The Golden Globes 2013: Who Were The Winners And Losers?14 January 2013
Though the Oscars is undoubtedly the big one, there’s traditionally been a lot of love for the Golden Globes among the Hollywood fraternity, with the event being seen as a generally looser, less formal affair than its prestigious counterpart – even if the actors have had to cope with the barbs of Ricky Gervais in recent years. The jibes still came from Amy Poehler and Tina Fey, but they were delivered with far more good grace than those thrown by the British comic.
The list of winners were a mixture of those gathering momentum ahead of the Oscars next month, and of those gaining redemption for being slighted by the Academy. But who were the real winners and losers of last night (January 13, 2013)?
Ben Affleck: Bookies favorite for Best Director at the Oscars this year, Affleck suffered the ignominy of being overlooked entirely when the nominations were read out last week. He gained some measure of consolation last night however, being named Best Director at the Globes, whilst his film Argo took Best Drama Picture. Affleck’s director win will have been even sweeter given he beat out Oscar nominees Steven Spielberg and Ang Lee to the prize.
Jodie Foster: There weren’t many begrudging Foster her Cecil B DeMille Award – a prize that recognizes outstanding contributions to the world of entertainment – and there were even fewer after the actress gave an emotional acceptance speech in which she publicly reiterated her homosexuality, and bemoaned those who sought to court press, describing the desire for privacy as a virtue. There wasn’t a dry eye in the house.
Les Miserables: Three wins from a possible four in the main categories was a great return for the Tom Hooper-directed adaption. Those taking home the awards for the film included Hugh Jackman (Best Actor In A Comedy Or Musical) and Anne Hathaway (Best Supporting Actress), whilst the film itself took Best Musical Or Comedy Picture. The only one it missed out on was Best Original Song – pipped by Adele’s theme for James Bond film Skyfall.
Tina Fey & Amy Poehler: Just about everyone was ready for a change of host after three years of putting up with Ricky Gervais’ mean-spirited jibes and shock tactics and so Fey and Poehler didn’t have to do much to get it right. Nevertheless, they’re hosting went down a storm, the pair getting the crowd on side by commenting that Gervais’ absence was down to him “technically not being involved in show business anymore”, before throwing some risqué but well-intentioned jokes out at Kathryn Bigelow, Anne Hathaway and Daniel Day-Lewis. Good work ladies.
Quentin Tarantino: In a big two-fingered salute to those criticizing his film Django Unchained, Tarantino scooped Best Screenplay for a Motion Picture, as well as seeing his actor Christoph Waltz pick up the Best Supporting gong. There’ve been comments about the film’s lack of sensitivity towards slavery issues, but Tarantino’s always maintained he provided a realistic representation.
Lincoln: Controversial? Daniel Day-Lewis took the Best Drama Actor home, but that was an absolute banker.

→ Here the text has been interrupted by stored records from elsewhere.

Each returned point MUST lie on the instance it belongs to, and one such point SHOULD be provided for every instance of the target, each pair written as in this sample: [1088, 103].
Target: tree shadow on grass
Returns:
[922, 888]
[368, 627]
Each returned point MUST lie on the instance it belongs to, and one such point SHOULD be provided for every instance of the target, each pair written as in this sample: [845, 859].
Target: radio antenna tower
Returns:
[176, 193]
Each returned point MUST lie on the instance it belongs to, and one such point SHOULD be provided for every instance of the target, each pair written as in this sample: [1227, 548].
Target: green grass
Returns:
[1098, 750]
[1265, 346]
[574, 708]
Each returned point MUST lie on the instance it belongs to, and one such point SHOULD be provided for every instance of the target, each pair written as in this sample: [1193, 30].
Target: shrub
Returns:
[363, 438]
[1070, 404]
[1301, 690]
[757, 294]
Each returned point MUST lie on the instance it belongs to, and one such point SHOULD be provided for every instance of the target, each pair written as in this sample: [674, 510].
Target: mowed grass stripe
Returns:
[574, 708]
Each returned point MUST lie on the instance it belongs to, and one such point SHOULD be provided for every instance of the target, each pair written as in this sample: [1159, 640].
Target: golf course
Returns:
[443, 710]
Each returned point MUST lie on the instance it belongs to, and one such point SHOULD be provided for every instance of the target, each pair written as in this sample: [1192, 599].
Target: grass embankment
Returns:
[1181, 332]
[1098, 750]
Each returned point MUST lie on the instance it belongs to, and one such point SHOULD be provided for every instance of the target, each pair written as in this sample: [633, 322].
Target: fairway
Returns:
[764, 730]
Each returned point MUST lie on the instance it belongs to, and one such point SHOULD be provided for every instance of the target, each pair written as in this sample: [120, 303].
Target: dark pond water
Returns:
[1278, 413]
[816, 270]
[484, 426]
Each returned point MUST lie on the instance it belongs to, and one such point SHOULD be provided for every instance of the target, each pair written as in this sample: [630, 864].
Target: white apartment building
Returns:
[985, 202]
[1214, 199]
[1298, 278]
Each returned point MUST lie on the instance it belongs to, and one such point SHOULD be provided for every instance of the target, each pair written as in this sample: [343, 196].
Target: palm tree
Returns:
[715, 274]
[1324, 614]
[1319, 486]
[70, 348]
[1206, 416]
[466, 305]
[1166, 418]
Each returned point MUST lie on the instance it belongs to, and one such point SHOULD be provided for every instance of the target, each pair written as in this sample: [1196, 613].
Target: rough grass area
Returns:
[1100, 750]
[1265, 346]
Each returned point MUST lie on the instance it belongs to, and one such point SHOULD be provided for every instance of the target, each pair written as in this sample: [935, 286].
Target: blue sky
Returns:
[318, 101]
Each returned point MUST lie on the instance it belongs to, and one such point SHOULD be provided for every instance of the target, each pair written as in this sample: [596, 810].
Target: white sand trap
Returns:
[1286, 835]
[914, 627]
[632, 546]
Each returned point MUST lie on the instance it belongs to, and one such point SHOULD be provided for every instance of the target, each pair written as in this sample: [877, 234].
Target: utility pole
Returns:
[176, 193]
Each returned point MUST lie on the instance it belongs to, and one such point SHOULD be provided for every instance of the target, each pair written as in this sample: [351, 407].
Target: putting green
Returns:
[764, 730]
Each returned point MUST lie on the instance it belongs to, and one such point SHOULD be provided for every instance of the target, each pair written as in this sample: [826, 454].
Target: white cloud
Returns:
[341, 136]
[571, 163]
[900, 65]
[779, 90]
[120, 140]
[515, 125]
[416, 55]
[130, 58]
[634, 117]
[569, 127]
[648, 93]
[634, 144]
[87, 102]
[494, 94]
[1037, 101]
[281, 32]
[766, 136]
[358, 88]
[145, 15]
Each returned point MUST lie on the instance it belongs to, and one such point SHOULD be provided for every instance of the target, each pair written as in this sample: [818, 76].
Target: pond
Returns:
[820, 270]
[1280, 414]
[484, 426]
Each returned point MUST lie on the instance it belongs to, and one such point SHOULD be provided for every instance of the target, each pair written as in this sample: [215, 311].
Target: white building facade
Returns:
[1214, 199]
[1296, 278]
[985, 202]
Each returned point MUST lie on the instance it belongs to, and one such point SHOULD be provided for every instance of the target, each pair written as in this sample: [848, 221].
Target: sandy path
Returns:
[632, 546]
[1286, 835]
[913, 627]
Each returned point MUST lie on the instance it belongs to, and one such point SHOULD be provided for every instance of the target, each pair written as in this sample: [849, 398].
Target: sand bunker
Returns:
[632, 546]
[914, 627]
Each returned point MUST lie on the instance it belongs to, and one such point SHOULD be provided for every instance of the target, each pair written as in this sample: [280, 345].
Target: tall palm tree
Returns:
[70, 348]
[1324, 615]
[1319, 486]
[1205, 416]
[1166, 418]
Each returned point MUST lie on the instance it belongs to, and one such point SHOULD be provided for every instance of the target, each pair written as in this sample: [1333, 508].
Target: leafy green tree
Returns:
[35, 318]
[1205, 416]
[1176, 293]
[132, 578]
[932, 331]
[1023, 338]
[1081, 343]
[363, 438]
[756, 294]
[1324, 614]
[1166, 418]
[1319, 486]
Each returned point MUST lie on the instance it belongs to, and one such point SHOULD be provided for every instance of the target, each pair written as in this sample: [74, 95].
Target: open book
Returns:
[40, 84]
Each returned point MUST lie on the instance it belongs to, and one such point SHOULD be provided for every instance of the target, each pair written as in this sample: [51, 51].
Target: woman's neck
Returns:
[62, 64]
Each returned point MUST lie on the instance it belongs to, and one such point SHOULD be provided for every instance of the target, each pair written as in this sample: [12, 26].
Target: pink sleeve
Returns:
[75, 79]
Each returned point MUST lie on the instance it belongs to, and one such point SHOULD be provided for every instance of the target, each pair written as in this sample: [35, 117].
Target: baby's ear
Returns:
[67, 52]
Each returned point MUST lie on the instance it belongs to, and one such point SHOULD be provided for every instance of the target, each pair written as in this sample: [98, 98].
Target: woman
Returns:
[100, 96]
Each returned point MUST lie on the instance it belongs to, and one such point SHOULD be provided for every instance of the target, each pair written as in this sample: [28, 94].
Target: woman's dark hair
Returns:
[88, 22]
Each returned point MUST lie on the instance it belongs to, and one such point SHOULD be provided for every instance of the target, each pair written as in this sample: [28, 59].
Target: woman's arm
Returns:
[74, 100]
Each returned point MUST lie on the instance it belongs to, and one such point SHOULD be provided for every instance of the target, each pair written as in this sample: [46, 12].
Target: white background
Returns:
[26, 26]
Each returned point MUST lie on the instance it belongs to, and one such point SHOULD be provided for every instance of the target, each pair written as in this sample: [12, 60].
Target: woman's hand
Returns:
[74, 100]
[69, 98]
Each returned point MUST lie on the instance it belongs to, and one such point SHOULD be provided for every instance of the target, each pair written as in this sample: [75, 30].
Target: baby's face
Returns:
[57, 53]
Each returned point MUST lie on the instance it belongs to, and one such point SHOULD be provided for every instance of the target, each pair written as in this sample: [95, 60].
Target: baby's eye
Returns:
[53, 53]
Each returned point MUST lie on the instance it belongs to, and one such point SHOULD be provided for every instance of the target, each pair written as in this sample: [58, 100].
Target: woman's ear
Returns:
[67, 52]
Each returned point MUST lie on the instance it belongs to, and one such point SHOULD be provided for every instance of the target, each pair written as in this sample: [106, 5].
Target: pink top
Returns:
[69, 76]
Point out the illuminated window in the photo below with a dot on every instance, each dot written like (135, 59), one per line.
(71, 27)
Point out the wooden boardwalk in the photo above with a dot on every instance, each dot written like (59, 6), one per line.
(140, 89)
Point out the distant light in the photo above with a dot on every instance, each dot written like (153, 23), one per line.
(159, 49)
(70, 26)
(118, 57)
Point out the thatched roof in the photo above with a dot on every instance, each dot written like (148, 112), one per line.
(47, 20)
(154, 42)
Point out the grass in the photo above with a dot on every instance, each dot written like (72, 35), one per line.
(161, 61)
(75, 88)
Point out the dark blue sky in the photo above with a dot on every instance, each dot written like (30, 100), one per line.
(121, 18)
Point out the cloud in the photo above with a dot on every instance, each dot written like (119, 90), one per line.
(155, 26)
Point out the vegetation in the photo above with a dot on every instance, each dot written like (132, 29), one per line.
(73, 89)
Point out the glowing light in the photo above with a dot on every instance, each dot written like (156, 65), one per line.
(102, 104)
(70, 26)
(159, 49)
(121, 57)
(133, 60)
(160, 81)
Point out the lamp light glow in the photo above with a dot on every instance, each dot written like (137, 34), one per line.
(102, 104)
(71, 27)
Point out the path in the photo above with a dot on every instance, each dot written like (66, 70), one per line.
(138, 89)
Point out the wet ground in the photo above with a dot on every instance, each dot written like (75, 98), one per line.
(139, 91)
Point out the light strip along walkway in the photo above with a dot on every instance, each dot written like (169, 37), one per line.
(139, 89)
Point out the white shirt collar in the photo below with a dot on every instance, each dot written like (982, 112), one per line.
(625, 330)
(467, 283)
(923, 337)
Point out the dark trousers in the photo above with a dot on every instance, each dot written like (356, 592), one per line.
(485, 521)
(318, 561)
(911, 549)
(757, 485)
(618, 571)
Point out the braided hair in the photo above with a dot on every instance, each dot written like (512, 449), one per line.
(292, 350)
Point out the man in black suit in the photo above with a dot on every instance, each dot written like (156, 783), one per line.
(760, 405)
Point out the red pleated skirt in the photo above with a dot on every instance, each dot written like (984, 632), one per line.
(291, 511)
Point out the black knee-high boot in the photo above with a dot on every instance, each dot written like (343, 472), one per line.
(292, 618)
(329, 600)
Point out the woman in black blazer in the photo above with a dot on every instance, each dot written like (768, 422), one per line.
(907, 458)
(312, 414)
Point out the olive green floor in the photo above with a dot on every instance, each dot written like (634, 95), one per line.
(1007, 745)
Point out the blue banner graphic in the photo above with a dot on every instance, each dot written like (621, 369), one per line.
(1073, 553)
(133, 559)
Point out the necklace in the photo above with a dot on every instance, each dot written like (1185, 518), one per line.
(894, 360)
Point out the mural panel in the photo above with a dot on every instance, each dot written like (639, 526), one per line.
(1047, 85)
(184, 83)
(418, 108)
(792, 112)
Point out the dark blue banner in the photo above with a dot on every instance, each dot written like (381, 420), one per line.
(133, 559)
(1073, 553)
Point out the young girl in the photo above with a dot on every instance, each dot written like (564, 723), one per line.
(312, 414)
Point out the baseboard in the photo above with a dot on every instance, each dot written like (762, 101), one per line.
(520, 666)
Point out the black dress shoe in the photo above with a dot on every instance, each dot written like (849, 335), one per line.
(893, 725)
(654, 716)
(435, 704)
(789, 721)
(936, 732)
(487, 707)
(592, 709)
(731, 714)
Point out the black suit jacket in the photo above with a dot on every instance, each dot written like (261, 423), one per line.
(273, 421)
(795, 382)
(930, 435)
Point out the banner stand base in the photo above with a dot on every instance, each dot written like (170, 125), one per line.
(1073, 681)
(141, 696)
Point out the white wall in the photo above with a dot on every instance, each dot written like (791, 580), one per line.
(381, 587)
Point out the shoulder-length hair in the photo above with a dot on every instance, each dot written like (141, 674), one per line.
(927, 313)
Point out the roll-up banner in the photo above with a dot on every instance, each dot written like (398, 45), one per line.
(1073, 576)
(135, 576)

The wider stats should prove worrying for Lincoln ahead of the Oscars – that was the only win the film took in the eight major categories it was nominated for. Could we see a repeat next month?
Major Networks: We would have put ‘Game Change’ up in the winners category if we weren’t restricting ourselves to five for each. The HBO political drama took three awards last night, and its success illustrated a wider point: namely that NBC, ABC, CBS and Fox shows didn’t win an award between them, the honors instead being shared out by those on cable. Time for a rethink?
Kathryn Bigelow: If Affleck found redemption, then it was at the expense of poor Kathryn Bigelow missing out on hers. The Zero Dark Thirty director was another strongly tipped for an Oscars nod before last week’s nominations, only to miss out, and Affleck’s nod for Best Director here meant there was no consolation to be had. With Jessica Chastain taking Best Drama Actress all wasn’t lost, but it looks like the hope that surrounded the film coming into awards season looks to be dissipating pretty quickly.
The Golden Globes themselves? With so many Oscars snubs, there was the element of the also-ran in some of these categories. Whilst we mentioned Affleck winning the Best Director category, he was up against only two directors who’ll be going up for the big one next month. With Zero Dark Thirty also gaining more recognition in the nominations here it seemed like at least one of the awards ceremonies had got it wrong; but was it the Globes or was it….
The Oscars: Yep, you could well argue that the double triumph for Argo was a kick in the teeth for the Oscar committee, proving them wrong and showing that Affleck should have been included in the Best Director category. The Academy hardly ever admits fault so we can’t see any form of public acknowledgement coming forth, but the success of Argo here might certainly make them re-consider their view of Argo in the Best Picture category at least.